What is Home Health Nursing?
Home health nursing is a specialty career for registered nurses who desire to work in the homes of patients. Also responsible for supervising other home health assistants, this type of nurse is responsible for assisting sick, disabled, and elderly patients with tasks that they are unable to accomplish themselves. A home health nurse provides a number of services to their patients, including medication dosing, cleaning and changing bandages, bathing assistance, physical therapy, talk therapy, end of life activities, and more. The Home Health Nurses Association and the National Association for Home Care & Hospice are professional organizations which provide resources and support to nurses with a career in this specialty. Existing hospice nurses, aides, and registered nurses can easily enter a career in home health nursing with some additional training.
Nursing School Curriculum for Home Health Nursing
Home health care nurses must obtain a minimum degree and become licensed registered nurses before entering the profession. A Bachelor of Science in Nursing (BSN) is the most common prerequisite for this career option. This specialty career also provides room for growth for those with a master’s degree that choose to become a home health care clinical specialist. Simple certifications in specific areas of home health nursing can lead to more lucrative and fulfilling career options for some.
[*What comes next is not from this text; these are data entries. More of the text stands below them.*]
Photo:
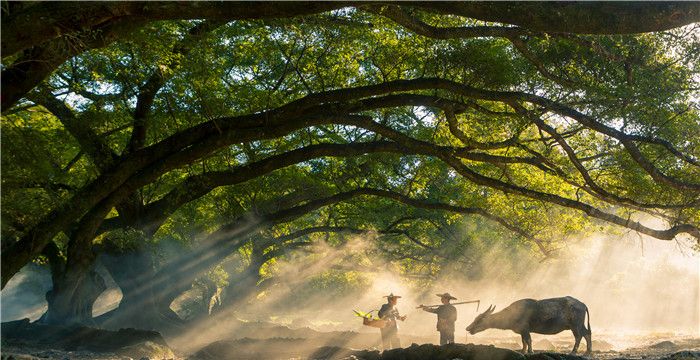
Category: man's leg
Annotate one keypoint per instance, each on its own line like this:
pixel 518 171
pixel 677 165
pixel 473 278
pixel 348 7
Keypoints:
pixel 386 339
pixel 395 341
pixel 450 337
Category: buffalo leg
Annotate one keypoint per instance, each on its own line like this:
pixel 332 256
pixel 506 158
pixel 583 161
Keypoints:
pixel 589 344
pixel 577 337
pixel 527 342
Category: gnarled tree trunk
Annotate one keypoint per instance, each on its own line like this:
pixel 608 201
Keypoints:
pixel 141 306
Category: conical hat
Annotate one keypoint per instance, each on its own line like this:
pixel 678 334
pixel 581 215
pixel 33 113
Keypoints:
pixel 447 295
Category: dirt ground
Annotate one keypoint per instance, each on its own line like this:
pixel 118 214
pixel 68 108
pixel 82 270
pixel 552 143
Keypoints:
pixel 21 340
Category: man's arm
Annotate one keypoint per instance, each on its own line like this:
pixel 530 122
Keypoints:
pixel 429 309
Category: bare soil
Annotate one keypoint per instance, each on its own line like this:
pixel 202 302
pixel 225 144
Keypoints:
pixel 22 340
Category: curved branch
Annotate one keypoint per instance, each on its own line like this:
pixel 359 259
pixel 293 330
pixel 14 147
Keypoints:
pixel 479 179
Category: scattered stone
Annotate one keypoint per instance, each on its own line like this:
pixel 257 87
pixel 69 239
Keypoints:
pixel 664 345
pixel 599 345
pixel 683 355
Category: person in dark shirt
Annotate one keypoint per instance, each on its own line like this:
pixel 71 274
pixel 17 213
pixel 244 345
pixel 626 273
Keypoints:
pixel 447 315
pixel 390 332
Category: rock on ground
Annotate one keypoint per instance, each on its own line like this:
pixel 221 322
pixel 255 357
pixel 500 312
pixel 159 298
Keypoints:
pixel 124 343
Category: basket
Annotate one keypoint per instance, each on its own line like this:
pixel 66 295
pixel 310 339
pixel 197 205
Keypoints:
pixel 378 323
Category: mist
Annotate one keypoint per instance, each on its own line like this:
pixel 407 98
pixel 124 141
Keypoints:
pixel 634 287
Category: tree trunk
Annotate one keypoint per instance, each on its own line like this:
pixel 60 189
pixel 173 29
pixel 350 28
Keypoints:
pixel 140 307
pixel 75 289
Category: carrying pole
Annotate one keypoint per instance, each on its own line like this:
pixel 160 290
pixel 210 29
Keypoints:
pixel 478 302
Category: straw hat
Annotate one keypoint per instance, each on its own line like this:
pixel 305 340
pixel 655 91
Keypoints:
pixel 446 295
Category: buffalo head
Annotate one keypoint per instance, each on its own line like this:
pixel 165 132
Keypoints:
pixel 480 322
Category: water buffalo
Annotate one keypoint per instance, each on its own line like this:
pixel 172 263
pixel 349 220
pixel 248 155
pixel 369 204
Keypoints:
pixel 548 316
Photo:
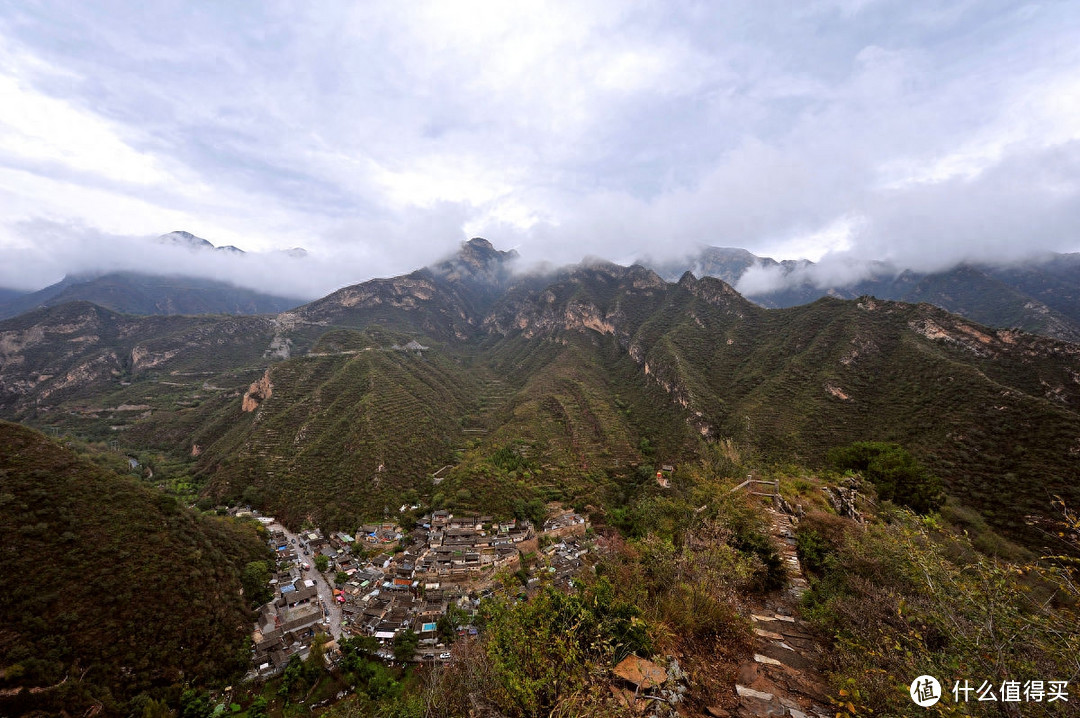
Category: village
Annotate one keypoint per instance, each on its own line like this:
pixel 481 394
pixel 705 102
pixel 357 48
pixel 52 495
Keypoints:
pixel 423 585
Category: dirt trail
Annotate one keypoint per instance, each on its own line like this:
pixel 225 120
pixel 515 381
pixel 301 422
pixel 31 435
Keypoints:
pixel 782 679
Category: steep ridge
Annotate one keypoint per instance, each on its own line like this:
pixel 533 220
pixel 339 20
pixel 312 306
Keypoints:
pixel 340 436
pixel 602 368
pixel 995 412
pixel 1041 295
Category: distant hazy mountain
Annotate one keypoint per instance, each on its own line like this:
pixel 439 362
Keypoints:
pixel 133 293
pixel 10 295
pixel 183 239
pixel 1041 296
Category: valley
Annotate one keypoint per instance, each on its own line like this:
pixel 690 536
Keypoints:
pixel 428 432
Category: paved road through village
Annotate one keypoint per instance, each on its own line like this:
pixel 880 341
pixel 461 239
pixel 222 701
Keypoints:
pixel 325 593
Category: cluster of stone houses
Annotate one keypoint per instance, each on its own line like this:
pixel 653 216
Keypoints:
pixel 287 623
pixel 397 582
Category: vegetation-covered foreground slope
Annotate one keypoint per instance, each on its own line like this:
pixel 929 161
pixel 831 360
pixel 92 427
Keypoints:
pixel 112 588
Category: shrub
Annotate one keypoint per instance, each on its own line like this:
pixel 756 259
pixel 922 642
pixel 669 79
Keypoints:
pixel 894 472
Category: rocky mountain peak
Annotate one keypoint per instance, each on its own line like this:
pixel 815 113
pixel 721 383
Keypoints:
pixel 184 239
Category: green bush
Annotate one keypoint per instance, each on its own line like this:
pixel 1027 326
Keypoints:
pixel 896 475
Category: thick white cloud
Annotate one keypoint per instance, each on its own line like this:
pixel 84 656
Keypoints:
pixel 378 134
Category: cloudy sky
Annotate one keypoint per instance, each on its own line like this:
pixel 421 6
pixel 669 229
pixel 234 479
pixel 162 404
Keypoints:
pixel 380 135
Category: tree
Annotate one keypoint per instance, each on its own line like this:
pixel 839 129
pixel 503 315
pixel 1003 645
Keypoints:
pixel 256 583
pixel 405 645
pixel 449 622
pixel 194 704
pixel 257 708
pixel 896 475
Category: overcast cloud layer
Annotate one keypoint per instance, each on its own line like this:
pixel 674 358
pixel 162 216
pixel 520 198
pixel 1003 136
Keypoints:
pixel 379 135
Classes and training needed to become a home health nurse vary depending on any special licensing the student required.
In general, the following classes are necessary:
- All BSN or MSN Academic Requirements (Math, Language, Sciences, etc.)
- All Registered Nursing Courses and Clinic Requirements
- In-home Hazard Training
- Ethics of home nursing and hospice nursing
- Management and Supervision of Medical Aides
Home health care nurses are also required to continue their educational efforts during the course of their career in this field. Continuing education (CE) classes are required for all types of nurses, but many CE credit courses are specifically targeted to home and hospice nursing professionals.
Examples of CE courses for this career include:
- Non-traditional Pain Management
- Uncommon Prescription Medication Interactions
- Physical Therapy
- Mental Disability Challenges Management
- Physical Disability Challenges and Management
- End of Life and Advance Directive Challenges
Careers for Nursing School Graduates with Home Health Nursing Specialty
Home health nurses work in a number of settings and at varying schedules. Some choose to work full-time for home-bound patients with long-term illnesses including physical or mental disabilities, advanced illnesses, and age-related disabilities. Others choose to work with short-term recovery patients and critical patients who have been released to their home under the care of hospice. Still, there are opportunities for home health nurses in the genres of medical assisted living facilities, as live-in caregivers, and other similar permanent positions.